I sound like a self-serving broken record when I say that good agents head off small problems before they become big ones and understand how to solve problems quickly with the least amount of drama.
Here are a few common issues that can cause delays to closing (and maybe moving) and how to avoid them.
If you are financing a property, the bank will only lend based on the appraised value of the property. If the appraised value is less than the purchase price, you will need to come up with the difference. Appraisals are based on the past, while purchases are based on the present value of the home. When prices are appreciating quickly, they can get ahead of appraised values.
Solution: I always meet the appraiser at the property. We discuss the comparable sales and why the property is worth the purchase price. Appraisers know that local real estate agents have been inside of the comparable properties and we can provide them with inside information that the MLS may not have. For example, there was one low comparable sale and the buyer’s agent told the appraiser the home smelled like animal urine and needed new carpet and paint. This is information the appraiser would have been otherwise unlikely to have available.
I have seen lenders who will not lend on certain condominium projects in Park City. In one recent situation, a lender didn’t lend on a project because the HOA owned one of the units. Another time the lender thought the project was a condo-hotel because it used to have a front desk. Condominiums can be tricky in Park City.
Solution: I always recommend my condominium buyers work with local Park City lenders. Our lenders have condominium projects “pre-approved”, meaning they already have the necessary documents from the HOA and they know they can lend on it. Don’t take a chance of having to switch lenders in the middle of a transaction.
The Utah Real Estate Purchase Contract (REPC) is an “as is” contract. That doesn’t stop buyers from trying to get the seller to restore the property to its original condition. I have written about this before (see here and here).
Solution: When I am working with sellers and we know there are issues with the home, like a window with a broken seal, I encourage the seller to get an estimate right away. It’s much better to take the time and work through such issues before the heat of a negotiation. When working with buyers, I inform them that the purpose of the inspection is not to re-open the negotiation for the house. Some buyers intentionally offer a higher price and then expect to get significant price reductions after the inspection. This strategy is definitely not appreciated by me nor my clients. Almost any defect with a home can be fixed. The issue is who pays for it. This is when you need skilled representation.

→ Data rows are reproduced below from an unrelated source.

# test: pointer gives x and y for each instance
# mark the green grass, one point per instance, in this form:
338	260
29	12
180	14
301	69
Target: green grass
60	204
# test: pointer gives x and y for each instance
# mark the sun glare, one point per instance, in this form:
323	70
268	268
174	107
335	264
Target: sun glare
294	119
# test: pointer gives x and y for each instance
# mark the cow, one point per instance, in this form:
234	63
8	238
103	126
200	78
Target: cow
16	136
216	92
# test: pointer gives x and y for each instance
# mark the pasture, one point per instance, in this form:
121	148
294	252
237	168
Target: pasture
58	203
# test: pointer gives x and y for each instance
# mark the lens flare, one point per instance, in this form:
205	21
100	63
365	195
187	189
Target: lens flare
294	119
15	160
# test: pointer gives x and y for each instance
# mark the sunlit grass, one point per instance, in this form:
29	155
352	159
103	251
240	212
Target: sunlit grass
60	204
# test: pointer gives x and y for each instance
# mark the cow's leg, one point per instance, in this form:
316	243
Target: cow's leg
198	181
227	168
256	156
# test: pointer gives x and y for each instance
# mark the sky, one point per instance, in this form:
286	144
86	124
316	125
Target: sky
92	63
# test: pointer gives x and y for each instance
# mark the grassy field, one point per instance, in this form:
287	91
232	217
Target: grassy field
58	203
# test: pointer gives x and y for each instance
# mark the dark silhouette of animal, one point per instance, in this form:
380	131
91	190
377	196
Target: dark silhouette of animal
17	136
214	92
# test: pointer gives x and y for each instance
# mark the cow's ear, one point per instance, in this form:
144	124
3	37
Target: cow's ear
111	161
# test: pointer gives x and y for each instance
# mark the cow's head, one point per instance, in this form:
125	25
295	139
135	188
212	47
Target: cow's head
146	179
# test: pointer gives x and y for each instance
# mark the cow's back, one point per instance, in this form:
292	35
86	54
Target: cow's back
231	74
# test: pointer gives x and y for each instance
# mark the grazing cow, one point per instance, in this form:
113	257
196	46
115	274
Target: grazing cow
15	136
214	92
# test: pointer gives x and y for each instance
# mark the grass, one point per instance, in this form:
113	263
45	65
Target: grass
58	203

The buyers do their final walkthrough of the home one day to one week prior to closing. The purpose of the walkthrough is to ensure the home is in the same condition as it was when it was purchased and to make sure any personal property and fixtures that were part of the contract are present in the home. The purpose is not to start nitpicking on defects that have always been present in the home.
Solution: Good communication between sellers and their agent is key. Recently, my clients told me the movers took a chunk of drywall out of the staircase during their move. The I notified the buyers’ agent and the buyers did not even ask the sellers for money to fix the drywall. The Utah Real Estate Purchase Contract says the home must be “broom clean and free of debris”. I remind my sellers to schedule a cleaning crew after the move. No one wants to move into someone else’s dust bunnies.
These are just some of the myriad of issues that can cause drama, delays and cancelled contracts. Have you ever had a closing delayed?